Intrigued, I tried to find more about Andersson and Hagg.... and couldn't find much, just their obituaries. There, I discovered that in their final race, in the spring of 1945, Hagg claimed he wasn't in shape, and still ran a 4:01.6, and Andersson somehow got the cartridge from the starters gun lodged in his spike... and still ran a 4:01.8. The next time somebody lowered the world-record in the mile was when Roger Bannister ran 3:59.6 in 1954, nine years later.

Can you imagine? Without a cartridge in his spikes, Andersson no doubt breaks four minutes. If he had actually been in (better) shape, Hagg breaks it as well. Instead, these guys were.... Seconds From History. Now you get it.

Not only that, but the coach of the Swedish national team in the 30's and 40's was charged with making the Swedes competitive on a world level (because the Norwegians had been kicking their ass) and to make that happen, all he did was invent the system that all distance runners use to improve to this day... the fartlek. It's where you alternate running faster and slower while you're running long distances so that by the time you're done, you're basically sprinting for at least a mile... which is kind of important when you're trying to set a world record at that distance.
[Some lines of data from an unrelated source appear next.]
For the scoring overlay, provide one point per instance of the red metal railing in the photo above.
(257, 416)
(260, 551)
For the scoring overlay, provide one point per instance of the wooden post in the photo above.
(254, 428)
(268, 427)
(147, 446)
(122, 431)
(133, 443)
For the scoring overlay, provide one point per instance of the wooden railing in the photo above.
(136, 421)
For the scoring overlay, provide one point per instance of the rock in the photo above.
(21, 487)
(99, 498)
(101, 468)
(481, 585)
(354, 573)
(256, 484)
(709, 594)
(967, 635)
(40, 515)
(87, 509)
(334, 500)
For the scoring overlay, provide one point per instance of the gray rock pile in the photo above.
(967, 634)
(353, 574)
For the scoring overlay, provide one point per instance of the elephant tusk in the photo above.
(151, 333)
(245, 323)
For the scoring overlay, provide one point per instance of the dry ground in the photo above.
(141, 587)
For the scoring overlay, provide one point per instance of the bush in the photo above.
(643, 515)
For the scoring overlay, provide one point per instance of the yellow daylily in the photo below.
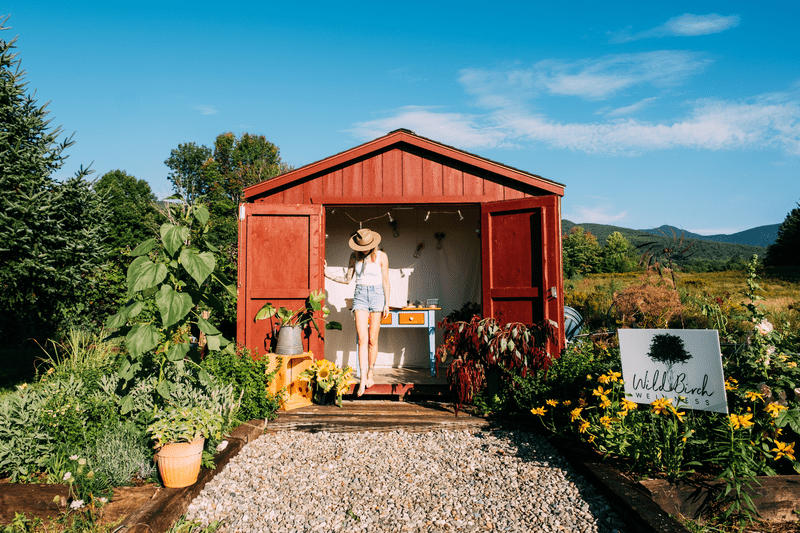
(661, 405)
(741, 421)
(774, 409)
(783, 449)
(753, 396)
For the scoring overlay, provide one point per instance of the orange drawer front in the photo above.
(411, 318)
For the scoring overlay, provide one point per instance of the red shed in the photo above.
(456, 227)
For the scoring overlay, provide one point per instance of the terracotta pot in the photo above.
(179, 463)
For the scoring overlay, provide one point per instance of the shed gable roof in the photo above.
(408, 141)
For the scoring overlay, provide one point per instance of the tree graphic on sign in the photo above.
(668, 349)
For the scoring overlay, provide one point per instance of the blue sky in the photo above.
(651, 113)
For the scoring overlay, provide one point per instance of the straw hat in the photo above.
(364, 239)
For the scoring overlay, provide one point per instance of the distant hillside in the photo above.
(760, 236)
(702, 249)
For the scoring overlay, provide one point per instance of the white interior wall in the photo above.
(452, 274)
And finally, the reason Andersson and Hagg didn't break the four minute mile is because in the spring of 1946, both of them were banned for life by the Amateur Athletic Union because they accepted money to run.... so neither of them got a chance to try and break the four minute mile in peacetime, and neither of them got to run in the 1948 London Olympics.

To me, this seems like a pretty fascinating story. Seems like Hollywood would eat this up. The quest for a world record. Nazis. The invention of a way to train that absolutely every distance runner still uses today. Taking money when you're not supposed to- and getting busted for it when you know that every alleged top amateur runner has taken cash at some point. Did I mention Nazis yet?

Well, not only is there not a Hollywood movie about these guys, there isn't even a book. Well, not in English. I'm sure there's one in Sweden. But I haven't been able to find it. So I'd like to write the book on these guys. There are a few minor issues.

One, I can't read or write or speak Swedish. This may make it difficult to read anything about these guys written at the time. It may make it difficult to read letters and journals that they wrote that their families no doubt still have (they both toured the US in 1943.... um, a pleasure cruise across the Atlantic when U-boats were as plentiful as salmon? No thanks). It may make it difficult to read absolutely anything from the Swedish Athletic Association.

So there's that. But that's why people have assistants. Anyway, I'm going to keep looking around. Maybe I can't find enough for a book, but you'd think there's enough for an essay.

(And if you'd like to help. I'll take all I can get. How about a free trip to Sweden, an assistant, and an interpreter? That'd be a start.)

All I know is that, these guys were Seconds From History, and they deserve a better fate than to only be noticed when an Olympian is pissed that he ran a 3:53 mile.